Design for
performance, Part 1: Interfaces
matter - JavaWorld January
2001
Tutorial Details:
Design for performance, Part 1: Interfaces matter
Design for performance, Part 1: Interfaces matter
By: By Brian Goetz
Avoid performance hazards when designing Java classes
any programmers don't start thinking about performance management until late in the development cycle. Often, they hold off on performance tuning until the end, hoping perhaps to avoid it entirely -- and sometimes this strategy is successful. However, early design decisions can affect the need for and success of performance tuning. If performance is likely to become an issue in your program, performance management should be integrated into the design and development cycle from day one.
This series explores some of the ways in which early design decisions can significantly affect application performance.

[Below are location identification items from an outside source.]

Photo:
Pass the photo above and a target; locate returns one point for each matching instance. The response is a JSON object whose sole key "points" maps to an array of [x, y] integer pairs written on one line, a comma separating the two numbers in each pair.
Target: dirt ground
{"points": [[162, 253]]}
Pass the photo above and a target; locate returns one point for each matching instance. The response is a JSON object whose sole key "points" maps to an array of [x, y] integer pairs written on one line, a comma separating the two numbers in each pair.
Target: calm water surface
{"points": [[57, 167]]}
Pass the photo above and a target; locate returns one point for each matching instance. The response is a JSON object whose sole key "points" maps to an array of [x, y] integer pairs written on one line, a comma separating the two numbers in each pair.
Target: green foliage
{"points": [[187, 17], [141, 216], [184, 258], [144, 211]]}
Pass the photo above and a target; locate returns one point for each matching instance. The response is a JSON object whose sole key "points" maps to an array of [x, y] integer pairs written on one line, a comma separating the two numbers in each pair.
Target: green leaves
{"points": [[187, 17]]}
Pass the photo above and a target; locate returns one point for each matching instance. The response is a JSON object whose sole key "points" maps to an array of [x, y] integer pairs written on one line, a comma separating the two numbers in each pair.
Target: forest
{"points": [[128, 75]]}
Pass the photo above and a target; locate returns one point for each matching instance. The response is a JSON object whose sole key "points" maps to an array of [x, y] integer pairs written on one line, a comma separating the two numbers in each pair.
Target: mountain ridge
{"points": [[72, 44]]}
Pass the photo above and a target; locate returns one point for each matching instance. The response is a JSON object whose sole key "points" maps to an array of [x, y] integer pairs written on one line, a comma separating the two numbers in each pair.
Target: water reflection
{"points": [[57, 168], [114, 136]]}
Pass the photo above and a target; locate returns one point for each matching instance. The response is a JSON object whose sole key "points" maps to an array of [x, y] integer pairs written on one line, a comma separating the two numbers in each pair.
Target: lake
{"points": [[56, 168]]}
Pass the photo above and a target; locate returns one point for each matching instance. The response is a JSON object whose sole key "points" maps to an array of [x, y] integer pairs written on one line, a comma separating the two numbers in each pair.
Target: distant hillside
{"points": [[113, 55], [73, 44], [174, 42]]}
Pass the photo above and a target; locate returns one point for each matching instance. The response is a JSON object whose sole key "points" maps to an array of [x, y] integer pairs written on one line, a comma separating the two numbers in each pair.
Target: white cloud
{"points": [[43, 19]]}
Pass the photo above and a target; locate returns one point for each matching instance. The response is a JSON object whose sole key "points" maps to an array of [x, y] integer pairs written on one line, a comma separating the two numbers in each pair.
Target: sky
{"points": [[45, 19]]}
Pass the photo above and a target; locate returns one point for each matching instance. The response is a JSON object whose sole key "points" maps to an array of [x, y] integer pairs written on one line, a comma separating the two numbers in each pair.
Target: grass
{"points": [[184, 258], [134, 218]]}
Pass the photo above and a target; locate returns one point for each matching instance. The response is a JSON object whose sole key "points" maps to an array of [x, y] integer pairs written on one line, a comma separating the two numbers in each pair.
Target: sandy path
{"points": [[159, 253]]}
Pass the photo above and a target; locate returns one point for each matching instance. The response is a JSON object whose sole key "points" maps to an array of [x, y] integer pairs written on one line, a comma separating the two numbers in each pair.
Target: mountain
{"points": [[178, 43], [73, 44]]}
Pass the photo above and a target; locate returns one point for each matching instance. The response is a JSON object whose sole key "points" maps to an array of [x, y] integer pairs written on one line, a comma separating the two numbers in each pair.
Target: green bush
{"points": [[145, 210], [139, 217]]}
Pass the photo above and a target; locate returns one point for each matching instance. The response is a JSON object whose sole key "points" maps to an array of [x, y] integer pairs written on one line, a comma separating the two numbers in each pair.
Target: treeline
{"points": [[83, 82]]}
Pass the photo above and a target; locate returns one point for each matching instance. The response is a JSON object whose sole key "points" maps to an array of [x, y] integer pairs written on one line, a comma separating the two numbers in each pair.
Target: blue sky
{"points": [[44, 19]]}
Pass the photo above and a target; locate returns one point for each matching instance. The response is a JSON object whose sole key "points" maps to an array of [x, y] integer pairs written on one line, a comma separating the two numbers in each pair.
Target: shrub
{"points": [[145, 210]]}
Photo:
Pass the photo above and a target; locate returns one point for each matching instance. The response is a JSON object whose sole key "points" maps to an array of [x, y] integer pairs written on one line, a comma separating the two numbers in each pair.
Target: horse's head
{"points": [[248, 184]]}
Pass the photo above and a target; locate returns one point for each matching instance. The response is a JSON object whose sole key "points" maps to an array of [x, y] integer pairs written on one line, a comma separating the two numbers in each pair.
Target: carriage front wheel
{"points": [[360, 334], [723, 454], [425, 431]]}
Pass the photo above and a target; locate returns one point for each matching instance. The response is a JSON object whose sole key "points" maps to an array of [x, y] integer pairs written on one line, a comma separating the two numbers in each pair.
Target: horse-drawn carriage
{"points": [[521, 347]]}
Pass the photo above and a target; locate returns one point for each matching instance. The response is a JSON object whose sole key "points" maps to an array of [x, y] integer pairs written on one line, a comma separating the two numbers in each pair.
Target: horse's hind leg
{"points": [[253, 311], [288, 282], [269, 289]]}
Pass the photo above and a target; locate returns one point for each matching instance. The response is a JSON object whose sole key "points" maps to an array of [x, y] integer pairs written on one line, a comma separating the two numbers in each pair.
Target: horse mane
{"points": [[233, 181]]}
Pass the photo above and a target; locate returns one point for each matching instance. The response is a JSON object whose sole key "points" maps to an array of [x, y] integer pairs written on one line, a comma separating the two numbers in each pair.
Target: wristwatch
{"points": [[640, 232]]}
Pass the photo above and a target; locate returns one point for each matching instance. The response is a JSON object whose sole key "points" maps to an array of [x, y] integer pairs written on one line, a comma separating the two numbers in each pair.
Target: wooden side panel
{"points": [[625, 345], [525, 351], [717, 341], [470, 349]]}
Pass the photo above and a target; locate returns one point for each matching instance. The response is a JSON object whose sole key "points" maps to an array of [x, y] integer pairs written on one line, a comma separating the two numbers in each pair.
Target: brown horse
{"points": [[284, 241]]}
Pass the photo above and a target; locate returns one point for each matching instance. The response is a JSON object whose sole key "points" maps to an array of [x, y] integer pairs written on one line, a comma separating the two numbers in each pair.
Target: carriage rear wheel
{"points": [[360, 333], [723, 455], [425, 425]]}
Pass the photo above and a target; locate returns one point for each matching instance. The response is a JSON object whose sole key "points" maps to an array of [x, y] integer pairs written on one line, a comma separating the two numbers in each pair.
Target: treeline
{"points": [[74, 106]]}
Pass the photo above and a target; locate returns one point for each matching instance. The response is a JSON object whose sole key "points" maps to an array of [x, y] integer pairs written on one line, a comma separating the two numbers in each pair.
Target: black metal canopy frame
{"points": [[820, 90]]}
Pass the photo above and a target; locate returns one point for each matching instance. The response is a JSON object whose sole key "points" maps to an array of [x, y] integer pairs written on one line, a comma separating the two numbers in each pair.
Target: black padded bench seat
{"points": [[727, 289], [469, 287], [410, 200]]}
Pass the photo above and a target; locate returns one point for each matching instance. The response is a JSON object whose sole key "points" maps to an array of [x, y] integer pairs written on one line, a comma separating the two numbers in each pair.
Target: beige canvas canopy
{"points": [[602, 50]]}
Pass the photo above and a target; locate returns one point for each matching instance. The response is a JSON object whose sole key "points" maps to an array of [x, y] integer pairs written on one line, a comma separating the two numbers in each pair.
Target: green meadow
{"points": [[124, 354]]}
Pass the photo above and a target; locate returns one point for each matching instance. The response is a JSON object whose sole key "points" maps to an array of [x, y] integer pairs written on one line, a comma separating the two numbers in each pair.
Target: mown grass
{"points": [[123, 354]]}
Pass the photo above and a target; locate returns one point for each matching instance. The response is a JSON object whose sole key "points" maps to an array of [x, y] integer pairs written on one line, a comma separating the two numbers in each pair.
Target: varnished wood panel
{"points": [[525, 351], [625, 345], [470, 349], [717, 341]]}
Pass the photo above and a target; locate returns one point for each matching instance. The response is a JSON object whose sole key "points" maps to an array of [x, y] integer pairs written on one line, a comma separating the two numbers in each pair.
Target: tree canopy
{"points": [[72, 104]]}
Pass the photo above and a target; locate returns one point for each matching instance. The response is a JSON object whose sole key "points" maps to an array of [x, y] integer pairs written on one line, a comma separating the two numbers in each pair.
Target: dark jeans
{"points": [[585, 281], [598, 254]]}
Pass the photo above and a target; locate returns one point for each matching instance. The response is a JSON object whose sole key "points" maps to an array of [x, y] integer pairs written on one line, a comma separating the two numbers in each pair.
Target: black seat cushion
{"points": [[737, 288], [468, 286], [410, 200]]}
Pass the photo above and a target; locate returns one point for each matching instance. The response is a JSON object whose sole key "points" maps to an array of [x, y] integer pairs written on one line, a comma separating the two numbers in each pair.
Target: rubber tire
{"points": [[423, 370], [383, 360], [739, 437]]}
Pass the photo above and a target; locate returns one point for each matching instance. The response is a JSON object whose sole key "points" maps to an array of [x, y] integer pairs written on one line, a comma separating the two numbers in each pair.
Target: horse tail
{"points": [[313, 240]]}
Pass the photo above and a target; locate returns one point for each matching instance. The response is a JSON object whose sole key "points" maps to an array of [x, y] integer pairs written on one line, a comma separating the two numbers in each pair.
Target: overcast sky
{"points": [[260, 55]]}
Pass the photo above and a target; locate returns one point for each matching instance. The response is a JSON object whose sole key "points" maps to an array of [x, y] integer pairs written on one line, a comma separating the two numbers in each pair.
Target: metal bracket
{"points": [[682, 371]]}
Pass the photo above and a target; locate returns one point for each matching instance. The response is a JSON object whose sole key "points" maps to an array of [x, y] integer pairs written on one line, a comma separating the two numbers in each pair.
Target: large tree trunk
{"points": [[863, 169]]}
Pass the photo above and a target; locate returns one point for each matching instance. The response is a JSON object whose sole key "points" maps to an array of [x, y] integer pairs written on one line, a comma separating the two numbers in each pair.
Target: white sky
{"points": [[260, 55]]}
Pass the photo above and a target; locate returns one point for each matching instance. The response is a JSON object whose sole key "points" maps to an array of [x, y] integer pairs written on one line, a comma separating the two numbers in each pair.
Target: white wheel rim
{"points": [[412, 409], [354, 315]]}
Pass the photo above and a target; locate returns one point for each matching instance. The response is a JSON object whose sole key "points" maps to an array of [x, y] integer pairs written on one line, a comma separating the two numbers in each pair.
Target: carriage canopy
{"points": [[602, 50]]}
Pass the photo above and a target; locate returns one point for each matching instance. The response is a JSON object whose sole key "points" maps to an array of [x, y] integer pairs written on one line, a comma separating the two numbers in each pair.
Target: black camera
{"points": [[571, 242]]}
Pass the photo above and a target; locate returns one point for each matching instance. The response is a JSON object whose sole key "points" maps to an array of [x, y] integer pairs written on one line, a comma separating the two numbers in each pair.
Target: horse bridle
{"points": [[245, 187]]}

In this article, I look at one of the most common performance problems: temporary object creation. A class's object-creational behavior is often determined -- often not deliberately -- at design time, sowing the seeds for performance problems later.
Read the whole "Design for Performance" series:
Part 1: Interfaces matter
Part 2: Reduce object creation
Part 3: Remote interfaces
Performance problems come in many varieties. The easiest to fix are those where you simply have chosen a poor algorithm for performing a computation -- such as using a bubble sort to sort a large data set, or where you are recomputing a frequently used data item every time it is used instead of caching it. You can easily spot these types of bottlenecks using profiling and, once found, they usually can be corrected quickly. However, many Java performance problems stem from a deeper and harder-to-fix source -- the interface design of a program's components.

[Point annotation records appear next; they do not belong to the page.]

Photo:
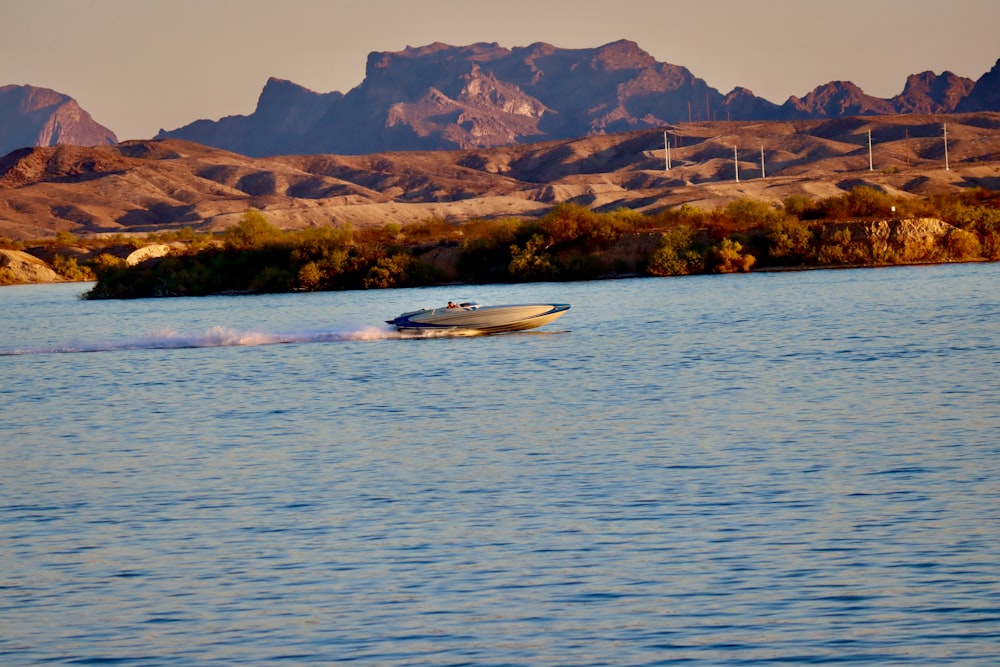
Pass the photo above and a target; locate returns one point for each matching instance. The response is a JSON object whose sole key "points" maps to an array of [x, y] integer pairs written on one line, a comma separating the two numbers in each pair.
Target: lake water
{"points": [[750, 469]]}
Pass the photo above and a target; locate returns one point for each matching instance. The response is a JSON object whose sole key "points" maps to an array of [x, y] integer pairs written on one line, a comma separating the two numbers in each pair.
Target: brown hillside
{"points": [[139, 187]]}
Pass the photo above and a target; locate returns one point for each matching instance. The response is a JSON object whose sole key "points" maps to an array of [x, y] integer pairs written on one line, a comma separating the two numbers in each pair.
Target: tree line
{"points": [[570, 242]]}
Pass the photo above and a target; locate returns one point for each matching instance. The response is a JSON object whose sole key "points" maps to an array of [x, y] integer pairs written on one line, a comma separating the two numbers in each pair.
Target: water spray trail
{"points": [[214, 337]]}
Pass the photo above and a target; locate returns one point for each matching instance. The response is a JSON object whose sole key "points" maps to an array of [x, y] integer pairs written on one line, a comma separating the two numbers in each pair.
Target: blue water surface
{"points": [[791, 468]]}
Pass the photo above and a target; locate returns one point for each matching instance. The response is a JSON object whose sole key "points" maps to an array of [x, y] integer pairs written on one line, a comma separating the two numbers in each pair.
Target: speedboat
{"points": [[472, 317]]}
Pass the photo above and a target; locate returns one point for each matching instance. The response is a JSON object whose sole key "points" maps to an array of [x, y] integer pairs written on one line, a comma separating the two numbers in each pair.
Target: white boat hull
{"points": [[481, 319]]}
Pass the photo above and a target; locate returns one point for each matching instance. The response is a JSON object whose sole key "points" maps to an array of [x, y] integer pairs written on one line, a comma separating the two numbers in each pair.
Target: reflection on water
{"points": [[719, 470]]}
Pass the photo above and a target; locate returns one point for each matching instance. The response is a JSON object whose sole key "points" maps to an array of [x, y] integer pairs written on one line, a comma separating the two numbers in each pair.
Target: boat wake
{"points": [[215, 337]]}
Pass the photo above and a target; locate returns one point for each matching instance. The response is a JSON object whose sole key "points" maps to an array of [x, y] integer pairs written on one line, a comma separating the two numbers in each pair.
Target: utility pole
{"points": [[946, 168], [871, 166]]}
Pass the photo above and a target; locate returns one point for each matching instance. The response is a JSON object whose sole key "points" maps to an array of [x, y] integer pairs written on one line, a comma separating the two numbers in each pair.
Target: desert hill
{"points": [[147, 186], [443, 97]]}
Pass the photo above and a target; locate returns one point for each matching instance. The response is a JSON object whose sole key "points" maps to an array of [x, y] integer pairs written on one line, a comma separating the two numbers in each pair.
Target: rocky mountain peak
{"points": [[31, 116]]}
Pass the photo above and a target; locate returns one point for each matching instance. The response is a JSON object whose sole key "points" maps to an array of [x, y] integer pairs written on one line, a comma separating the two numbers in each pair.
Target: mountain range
{"points": [[32, 116], [137, 187], [442, 97]]}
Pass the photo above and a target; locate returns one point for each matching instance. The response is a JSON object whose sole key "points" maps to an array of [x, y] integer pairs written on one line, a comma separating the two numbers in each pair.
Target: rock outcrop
{"points": [[19, 267]]}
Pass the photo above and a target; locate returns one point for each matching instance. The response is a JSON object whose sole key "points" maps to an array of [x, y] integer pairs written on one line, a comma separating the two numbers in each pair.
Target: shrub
{"points": [[68, 268], [787, 240], [531, 262], [752, 213], [253, 231], [677, 254], [728, 257]]}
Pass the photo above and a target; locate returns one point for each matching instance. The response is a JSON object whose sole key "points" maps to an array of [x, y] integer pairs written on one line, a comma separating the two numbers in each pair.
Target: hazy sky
{"points": [[141, 65]]}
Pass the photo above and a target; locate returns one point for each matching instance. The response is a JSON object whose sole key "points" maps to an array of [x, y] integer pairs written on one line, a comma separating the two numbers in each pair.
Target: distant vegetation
{"points": [[571, 242]]}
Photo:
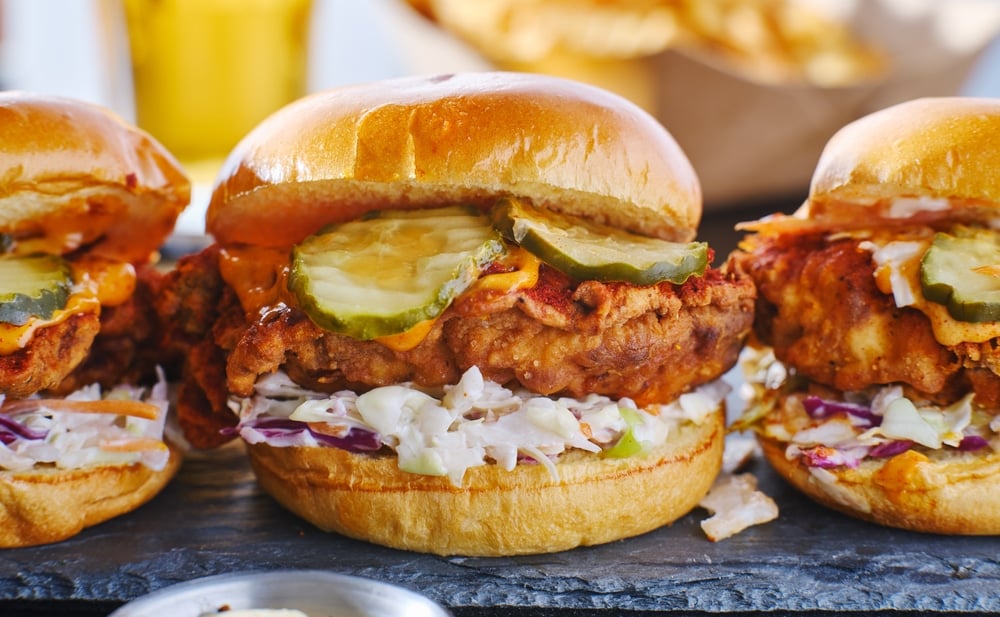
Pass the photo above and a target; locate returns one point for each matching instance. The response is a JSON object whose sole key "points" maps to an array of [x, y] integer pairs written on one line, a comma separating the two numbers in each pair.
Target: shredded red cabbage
{"points": [[11, 431], [891, 448], [355, 440], [820, 409]]}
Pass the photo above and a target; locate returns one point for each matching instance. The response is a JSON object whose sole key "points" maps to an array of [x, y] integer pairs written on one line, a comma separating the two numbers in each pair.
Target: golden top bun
{"points": [[947, 493], [69, 167], [495, 512], [469, 138], [43, 506], [934, 148]]}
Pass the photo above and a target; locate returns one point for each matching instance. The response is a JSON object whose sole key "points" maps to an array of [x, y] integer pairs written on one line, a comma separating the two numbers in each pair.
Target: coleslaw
{"points": [[446, 431]]}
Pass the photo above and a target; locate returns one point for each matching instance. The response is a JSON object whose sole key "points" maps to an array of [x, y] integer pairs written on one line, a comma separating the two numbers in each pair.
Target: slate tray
{"points": [[213, 519]]}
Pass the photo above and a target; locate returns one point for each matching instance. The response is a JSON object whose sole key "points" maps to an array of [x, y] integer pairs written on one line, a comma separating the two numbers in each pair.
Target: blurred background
{"points": [[751, 89]]}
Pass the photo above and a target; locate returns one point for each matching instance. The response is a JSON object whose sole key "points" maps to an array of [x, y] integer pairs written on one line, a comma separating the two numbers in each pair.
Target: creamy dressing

Most programs today are constructed from components that have been either developed internally or acquired from an outside vendor. Even when programs don't rely heavily on pre-existing components, the object-oriented design process encourages applications to be factored into components, as this simplifies the design, development, and testing process. While these advantages are undeniable, you should recognize that the interfaces implemented by components might have a significant effect on the behavior and performance of the programs that use them.
At this point, you may be asking what interfaces have to do with performance. Not only does a class's interface define what functions the class can perform, but it also can define its object-creational behavior and the sequence of method calls required to use it. How a class defines its constructors and methods will dictate whether an object can be reused, whether its methods will create -- or require its client to create -- intermediate objects, and how many method calls a client needs to make in order to use that class. All of these factors affect program performance.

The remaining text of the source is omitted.